• Introducing Stark Phase V
  • January 19, 2016 | Author: Grace D. Mack
  • Law Firm: Wilentz, Goldman & Spitzer P.A. - Woodbridge Office
  • On November 16, 2015, the Centers for Medicare and Medicaid Services (“CMS”) published the most significant changes to the physician self-referral law (“Stark Law”) regulations since 2008. Currently being referred to as “Stark Phase V,” these changes constitute the fifth substantive rulemaking under the Stark Law. This rulemaking, which was part of the Medicare Physician Fee Schedule, contains a number of important changes. Several amendments are aimed at easing the burden of existing compensation exceptions related to the signature and writing requirements; the length of term requirement; holdover arrangements, and the definitions of the terms remuneration, stand-in-the-shoes and locum tenens.

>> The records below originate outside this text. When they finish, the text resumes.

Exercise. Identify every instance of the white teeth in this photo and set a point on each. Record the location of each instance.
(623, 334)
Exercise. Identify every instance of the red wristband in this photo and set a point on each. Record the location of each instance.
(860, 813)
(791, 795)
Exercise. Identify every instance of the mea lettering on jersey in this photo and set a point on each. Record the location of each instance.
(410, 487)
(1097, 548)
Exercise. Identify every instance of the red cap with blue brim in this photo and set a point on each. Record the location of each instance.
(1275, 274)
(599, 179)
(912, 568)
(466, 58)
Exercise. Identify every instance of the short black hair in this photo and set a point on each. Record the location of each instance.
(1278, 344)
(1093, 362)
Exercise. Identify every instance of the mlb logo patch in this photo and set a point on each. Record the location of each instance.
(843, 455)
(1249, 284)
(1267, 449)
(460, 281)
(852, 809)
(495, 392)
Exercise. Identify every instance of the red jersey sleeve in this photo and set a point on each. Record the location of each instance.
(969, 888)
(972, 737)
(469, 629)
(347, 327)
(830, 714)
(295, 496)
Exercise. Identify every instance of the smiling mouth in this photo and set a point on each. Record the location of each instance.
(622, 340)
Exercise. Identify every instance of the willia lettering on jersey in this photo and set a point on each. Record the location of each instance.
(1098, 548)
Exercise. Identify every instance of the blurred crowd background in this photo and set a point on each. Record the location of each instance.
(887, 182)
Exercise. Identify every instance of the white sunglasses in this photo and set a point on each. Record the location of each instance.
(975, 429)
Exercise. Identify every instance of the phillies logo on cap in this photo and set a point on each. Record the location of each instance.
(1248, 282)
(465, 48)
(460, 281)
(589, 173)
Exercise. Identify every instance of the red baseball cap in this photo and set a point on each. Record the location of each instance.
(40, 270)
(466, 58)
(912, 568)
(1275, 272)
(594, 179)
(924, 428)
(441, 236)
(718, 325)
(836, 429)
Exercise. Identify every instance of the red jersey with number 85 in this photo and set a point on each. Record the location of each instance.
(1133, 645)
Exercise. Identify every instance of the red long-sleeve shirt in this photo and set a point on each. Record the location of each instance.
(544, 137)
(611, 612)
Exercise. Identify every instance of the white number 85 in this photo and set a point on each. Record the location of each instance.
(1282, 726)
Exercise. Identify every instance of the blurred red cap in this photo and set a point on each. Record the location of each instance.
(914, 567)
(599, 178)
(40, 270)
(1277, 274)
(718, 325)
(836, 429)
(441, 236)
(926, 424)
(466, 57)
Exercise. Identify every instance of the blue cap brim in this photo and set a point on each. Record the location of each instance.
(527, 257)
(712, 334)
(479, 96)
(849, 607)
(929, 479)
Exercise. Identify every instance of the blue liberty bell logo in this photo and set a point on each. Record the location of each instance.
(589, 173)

    Phase V clarifies a number of issues that routinely arise within the context of documenting compliance with the Stark Law, including:
    • allowing an arrangement that qualifies for a Stark Law exception to continue indefinitely after the arrangement's expiration date;
    • granting all parties involved 90 days to seek a Stark Law exemption to obtain missing signatures on an agreement;
    • clarifying that leasing arrangements involving office space, equipment and/or personal services must last at least one year to qualify for a Stark Law exception;
    • clarifying that parties to an arrangement seeking a Stark Law exception do not need to have a formal written contract;
    • allowing for the sharing of office space, assuming: the arrangement is in writing and is between a hospital and a physician; and
    • clarifying the policy that “incident to” Medicare Part B, services must be billed by the supervising physician or practitioner.
    In addition, CMS introduced two new Stark Law exceptions: (1) for timeshare arrangements for the use of office space, equipment, personnel, items, supplies and other services, and (2) for assistance to compensate non-physician practitioners under certain circumstances. The timeshare exception indicates a departure from CMS’ historical reluctance to address the sharing of space. However, the timeshare exception applies only to limited arrangements predominantly for the provision of E&M services.